In Order No. 707-A, the Commission decided to permit affiliates within
a single-state holding company system that does not have a centralized
service company to provide at cost to other affiliates in the system the
kinds of services typically provided by centralized service companies
and the goods to support those services. This permission does not apply
to inputs to utility operations such as fuel supply, construction or real
estate that have a clearly identifiable market price, nor does it apply
to the implementation of major projects that are easily susceptible to
competitive bidding, such as construction projects. With regard to multi-state
holding companies that do not have centralized service companies, the
Commission will consider requests for waiver on a case-by-case basis for
at-cost pricing in the multi-state context under the same circumstances
as for single-state holding companies (i.e., only for general and administrative
services and goods to support those services and only where members of
the holding company do not sell such goods outside the holding company.)

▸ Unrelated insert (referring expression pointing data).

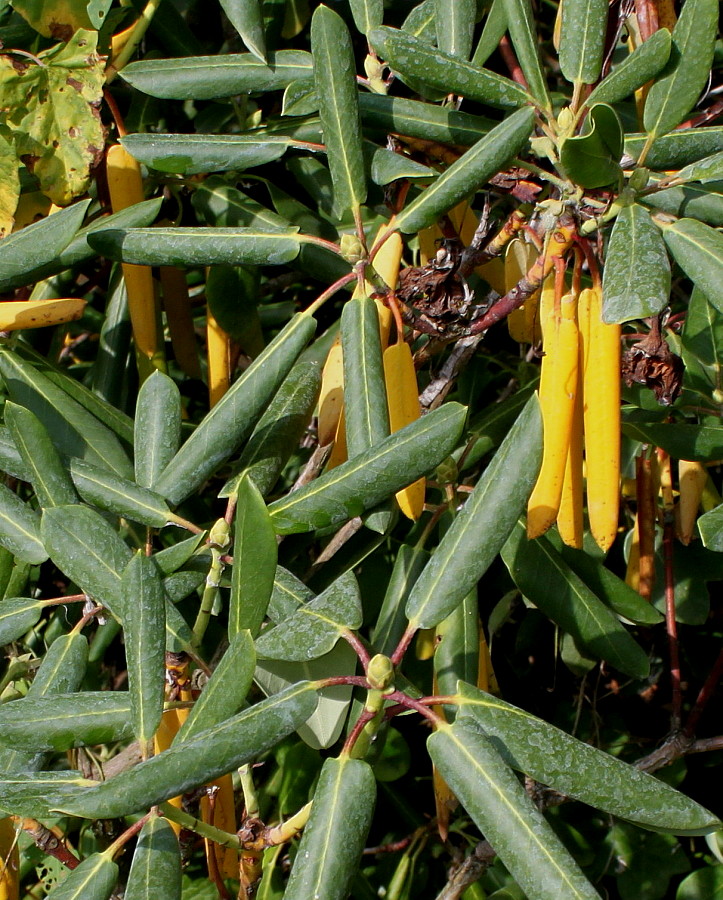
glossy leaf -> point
(192, 154)
(635, 70)
(234, 416)
(73, 430)
(49, 476)
(482, 526)
(469, 172)
(636, 280)
(579, 770)
(369, 478)
(546, 580)
(213, 752)
(411, 57)
(213, 77)
(503, 812)
(226, 690)
(255, 555)
(157, 430)
(335, 80)
(118, 495)
(144, 632)
(316, 626)
(335, 835)
(63, 721)
(156, 867)
(698, 250)
(676, 90)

This will allow the Commission to examine each situation to ensure that
adequate regulatory oversight and protections are in place. (FERC
Statutes and Regulations ¶31,272)
Alternative Energy
Alternative Energy Program for OCS
Proposed by MMS
Regulations that would establish
a program to grant leases, easements, and rights-of-way (ROW) for alternative
energy project activities on the Outer Continental Shelf (OCS) have been
proposed by the Minerals Management Service (MMS). The regulations would
also address the alternate use of existing OCS facilities, as well as
establish a method for sharing revenues with the coastal states. MMS expects
that wind, wave, and ocean currents will be the primary focus of OCS projects
in the short term, although it expects solar, hydrogen, and other projects
in the future. MMS is proposing two types of alternative energy leases:
a commercial lease of up to 25 years for full-scale commercial energy
production, and a limited lease of up to 5 years for site assessment,
technology testing, and other activities that do not include commercial
operations. Leases, ROW grants, and Alternative Use Right of Use and Easement
Grants (RUE) are required by the Energy Policy Act of 2005 to be awarded
competitively. A cash bonus bidding system would be used as the basis
for determining the winner. MMS has proposed a rental fee of $3 to $5
per acre, which is lower than that normally used for oil and gas projects.